Minéraux critiques : l’OCDE alerte sur la montée des restrictions à l’exportation
Les restrictions à l’exportation sur les minéraux critiques atteignent un niveau inédit et pourraient accentuer les tensions sur les chaînes d’approvisionnement mondiales. C’est le principal constat du dernier rapport de l’Organisation de coopération et de développement économiques (OCDE), publié dans le cadre de son inventaire annuel consacré aux matières premières stratégiques.
Selon l’institution, le nombre de restrictions appliquées aux exportations de matières premières critiques n’a cessé d’augmenter au cours des quinze dernières années. Même si leur progression a ralenti, passant de 3,4 % en 2023 à 0,6 % en 2024, leur volume global reste à un niveau record.
Cobalt, manganèse et terres rares particulièrement touchés
Le rapport souligne que plusieurs minerais essentiels aux technologies numériques et à la transition énergétique sont particulièrement exposés. Il s’agit notamment du cobalt, du manganèse, du graphite et des terres rares.

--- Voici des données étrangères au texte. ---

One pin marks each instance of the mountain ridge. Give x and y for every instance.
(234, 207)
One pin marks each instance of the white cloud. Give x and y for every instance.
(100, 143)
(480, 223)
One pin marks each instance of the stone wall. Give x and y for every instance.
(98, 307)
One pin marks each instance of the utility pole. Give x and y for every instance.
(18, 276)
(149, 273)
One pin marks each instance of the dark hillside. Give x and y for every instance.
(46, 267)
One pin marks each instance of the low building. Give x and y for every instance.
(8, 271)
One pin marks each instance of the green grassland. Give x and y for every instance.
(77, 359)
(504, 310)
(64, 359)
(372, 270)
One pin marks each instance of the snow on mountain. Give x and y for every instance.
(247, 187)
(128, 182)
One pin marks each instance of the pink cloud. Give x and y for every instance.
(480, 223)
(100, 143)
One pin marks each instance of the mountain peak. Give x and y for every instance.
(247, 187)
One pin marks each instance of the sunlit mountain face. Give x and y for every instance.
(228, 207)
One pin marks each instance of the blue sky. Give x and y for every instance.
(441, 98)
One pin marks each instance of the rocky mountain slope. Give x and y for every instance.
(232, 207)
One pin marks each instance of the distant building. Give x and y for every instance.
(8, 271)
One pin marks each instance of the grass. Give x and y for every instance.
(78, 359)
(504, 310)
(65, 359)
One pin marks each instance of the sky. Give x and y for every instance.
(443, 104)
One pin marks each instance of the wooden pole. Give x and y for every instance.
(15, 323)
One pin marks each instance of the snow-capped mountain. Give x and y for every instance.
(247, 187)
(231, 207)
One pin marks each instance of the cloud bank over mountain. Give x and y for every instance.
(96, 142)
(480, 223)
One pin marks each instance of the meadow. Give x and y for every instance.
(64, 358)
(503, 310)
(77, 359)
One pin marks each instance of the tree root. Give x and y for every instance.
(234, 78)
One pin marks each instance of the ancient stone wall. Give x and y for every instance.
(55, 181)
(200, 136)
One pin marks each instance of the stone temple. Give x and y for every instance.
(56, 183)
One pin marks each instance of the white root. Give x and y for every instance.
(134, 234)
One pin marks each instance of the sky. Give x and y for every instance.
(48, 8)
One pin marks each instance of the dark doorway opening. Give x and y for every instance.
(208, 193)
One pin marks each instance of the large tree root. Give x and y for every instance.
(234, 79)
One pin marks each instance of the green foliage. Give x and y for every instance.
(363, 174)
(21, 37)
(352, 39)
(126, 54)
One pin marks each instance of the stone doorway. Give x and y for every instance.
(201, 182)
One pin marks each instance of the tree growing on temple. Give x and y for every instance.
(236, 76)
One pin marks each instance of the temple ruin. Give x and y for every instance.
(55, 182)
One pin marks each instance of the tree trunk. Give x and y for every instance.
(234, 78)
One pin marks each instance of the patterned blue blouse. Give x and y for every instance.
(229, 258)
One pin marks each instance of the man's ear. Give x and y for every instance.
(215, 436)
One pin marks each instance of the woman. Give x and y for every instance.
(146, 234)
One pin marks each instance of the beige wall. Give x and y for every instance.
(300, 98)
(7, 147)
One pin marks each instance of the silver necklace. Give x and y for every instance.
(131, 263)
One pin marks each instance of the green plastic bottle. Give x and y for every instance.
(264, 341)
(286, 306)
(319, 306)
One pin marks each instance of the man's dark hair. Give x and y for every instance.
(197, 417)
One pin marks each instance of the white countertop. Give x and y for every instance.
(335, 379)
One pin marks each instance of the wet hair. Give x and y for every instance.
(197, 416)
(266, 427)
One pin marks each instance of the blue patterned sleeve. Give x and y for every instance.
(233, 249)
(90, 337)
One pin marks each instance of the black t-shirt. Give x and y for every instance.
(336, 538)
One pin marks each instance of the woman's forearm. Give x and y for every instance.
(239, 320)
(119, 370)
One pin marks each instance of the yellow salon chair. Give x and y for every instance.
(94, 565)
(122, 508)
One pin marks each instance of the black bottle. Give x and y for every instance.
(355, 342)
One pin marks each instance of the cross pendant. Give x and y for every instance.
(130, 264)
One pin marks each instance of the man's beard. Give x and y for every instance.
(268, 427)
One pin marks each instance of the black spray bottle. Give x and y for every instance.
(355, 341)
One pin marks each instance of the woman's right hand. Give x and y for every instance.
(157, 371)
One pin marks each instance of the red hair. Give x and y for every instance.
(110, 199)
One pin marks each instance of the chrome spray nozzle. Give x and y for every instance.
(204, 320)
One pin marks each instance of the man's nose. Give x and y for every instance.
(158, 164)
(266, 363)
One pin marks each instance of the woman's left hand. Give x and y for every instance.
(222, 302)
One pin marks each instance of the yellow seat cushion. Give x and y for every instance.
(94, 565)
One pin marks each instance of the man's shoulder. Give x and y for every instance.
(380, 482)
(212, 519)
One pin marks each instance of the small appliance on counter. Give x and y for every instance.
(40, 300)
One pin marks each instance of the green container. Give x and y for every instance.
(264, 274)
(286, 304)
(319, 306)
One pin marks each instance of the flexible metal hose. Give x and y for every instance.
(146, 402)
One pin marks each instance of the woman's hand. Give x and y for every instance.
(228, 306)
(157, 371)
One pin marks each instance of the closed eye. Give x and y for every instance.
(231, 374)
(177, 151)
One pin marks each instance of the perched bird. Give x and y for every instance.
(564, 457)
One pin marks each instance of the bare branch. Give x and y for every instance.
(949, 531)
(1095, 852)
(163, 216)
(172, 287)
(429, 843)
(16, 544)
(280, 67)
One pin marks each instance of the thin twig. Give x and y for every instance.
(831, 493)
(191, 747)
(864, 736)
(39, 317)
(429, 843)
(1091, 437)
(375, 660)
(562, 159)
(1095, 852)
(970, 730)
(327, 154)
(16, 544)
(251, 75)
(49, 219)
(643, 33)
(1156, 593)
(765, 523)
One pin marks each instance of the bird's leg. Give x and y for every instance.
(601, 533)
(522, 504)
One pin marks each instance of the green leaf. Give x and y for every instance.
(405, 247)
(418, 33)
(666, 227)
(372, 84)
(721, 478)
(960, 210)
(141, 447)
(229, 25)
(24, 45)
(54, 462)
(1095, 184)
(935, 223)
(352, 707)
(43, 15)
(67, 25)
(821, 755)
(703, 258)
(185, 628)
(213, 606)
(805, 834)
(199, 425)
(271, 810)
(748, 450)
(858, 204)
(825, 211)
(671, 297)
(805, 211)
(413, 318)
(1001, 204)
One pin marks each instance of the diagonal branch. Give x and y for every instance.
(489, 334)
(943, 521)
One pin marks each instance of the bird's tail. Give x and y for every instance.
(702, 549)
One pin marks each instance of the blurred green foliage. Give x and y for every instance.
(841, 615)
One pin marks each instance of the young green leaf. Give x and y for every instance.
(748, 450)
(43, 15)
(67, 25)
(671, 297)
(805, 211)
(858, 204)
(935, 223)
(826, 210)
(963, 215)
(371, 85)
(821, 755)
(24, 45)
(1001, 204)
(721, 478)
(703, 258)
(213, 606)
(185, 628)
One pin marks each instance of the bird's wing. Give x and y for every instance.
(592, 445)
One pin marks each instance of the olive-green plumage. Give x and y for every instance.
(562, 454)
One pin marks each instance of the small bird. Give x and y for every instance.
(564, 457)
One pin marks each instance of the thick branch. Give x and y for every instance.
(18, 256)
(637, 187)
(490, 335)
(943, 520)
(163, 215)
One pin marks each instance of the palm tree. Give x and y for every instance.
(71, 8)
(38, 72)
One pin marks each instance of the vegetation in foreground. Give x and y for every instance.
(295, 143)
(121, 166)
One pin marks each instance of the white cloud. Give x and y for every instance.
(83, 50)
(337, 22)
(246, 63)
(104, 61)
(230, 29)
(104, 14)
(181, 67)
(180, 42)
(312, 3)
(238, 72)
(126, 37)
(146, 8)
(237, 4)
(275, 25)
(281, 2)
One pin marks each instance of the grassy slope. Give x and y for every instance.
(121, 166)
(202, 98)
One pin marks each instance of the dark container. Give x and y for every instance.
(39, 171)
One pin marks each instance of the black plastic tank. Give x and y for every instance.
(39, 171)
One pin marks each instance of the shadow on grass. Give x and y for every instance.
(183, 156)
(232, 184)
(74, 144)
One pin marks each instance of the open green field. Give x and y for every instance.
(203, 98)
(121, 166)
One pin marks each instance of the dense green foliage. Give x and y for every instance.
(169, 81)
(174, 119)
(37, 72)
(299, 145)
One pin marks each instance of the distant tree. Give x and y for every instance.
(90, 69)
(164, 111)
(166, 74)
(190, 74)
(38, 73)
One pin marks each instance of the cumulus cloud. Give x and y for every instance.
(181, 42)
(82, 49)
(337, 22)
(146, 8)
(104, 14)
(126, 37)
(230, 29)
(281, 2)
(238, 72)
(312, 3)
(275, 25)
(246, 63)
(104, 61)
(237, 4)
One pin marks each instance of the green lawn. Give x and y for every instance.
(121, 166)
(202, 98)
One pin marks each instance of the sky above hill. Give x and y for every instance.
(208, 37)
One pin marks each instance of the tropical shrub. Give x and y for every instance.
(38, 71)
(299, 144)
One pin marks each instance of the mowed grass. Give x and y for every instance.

Entre 2022 et 2024, environ 70 % des exportations mondiales de cobalt et de manganèse ont été soumises à au moins une restriction à l’exportation. Au total, 16 % des échanges mondiaux de matières premières critiques suivis par l’OCDE ont été concernés sur la même période.
Ces ressources sont indispensables à la fabrication de batteries, véhicules électriques, panneaux solaires, éoliennes et équipements électroniques.
Afrique et Asie élargissent les mesures de contrôle
L’OCDE note également un élargissement géographique des restrictions, particulièrement en Afrique et en Asie.
Cinq pays concentrent plus de la moitié des nouvelles restrictions adoptées entre 2009 et 2024 :
- Inde : 19 %
- Chine : 17 %
- Argentine : 6 %
- Vietnam : 5 %
- Burundi : 4 %
Cette tendance reflète une volonté croissante des pays producteurs de mieux contrôler leurs ressources stratégiques, capter davantage de revenus et encourager la transformation locale.
Les interdictions d’exportation gagnent du terrain
Les mesures les plus restrictives, comme les interdictions d’exportation et les quotas, progressent également. Elles représentaient plus d’un tiers des nouvelles restrictions adoptées en 2024.
Les déchets et débris métalliques demeurent la catégorie la plus visée, en raison des préoccupations environnementales et de l’intérêt croissant pour l’économie circulaire.
Parallèlement, les restrictions sur les produits en amont — minerais bruts et minéraux non transformés — ont fortement augmenté, leur nombre ayant été multiplié par dix entre 2009 et 2024.
Un risque pour la transition énergétique mondiale
Pour l’OCDE, cette multiplication des barrières commerciales accentue les fragilités d’un marché déjà fortement concentré.
« Les restrictions à l’exportation peuvent aggraver les vulnérabilités des chaînes d’approvisionnement en limitant les volumes disponibles et en tirant les prix à la hausse », a averti Mathias Cormann, secrétaire général de l’OCDE, lors du Forum sur les minéraux critiques à Istanbul.
L’organisation appelle à davantage de transparence, à une diversification des approvisionnements et à des partenariats équilibrés entre pays producteurs et consommateurs afin de sécuriser l’accès à ces ressources devenues stratégiques pour la croissance économique, l’innovation et la sécurité énergétique mondiale.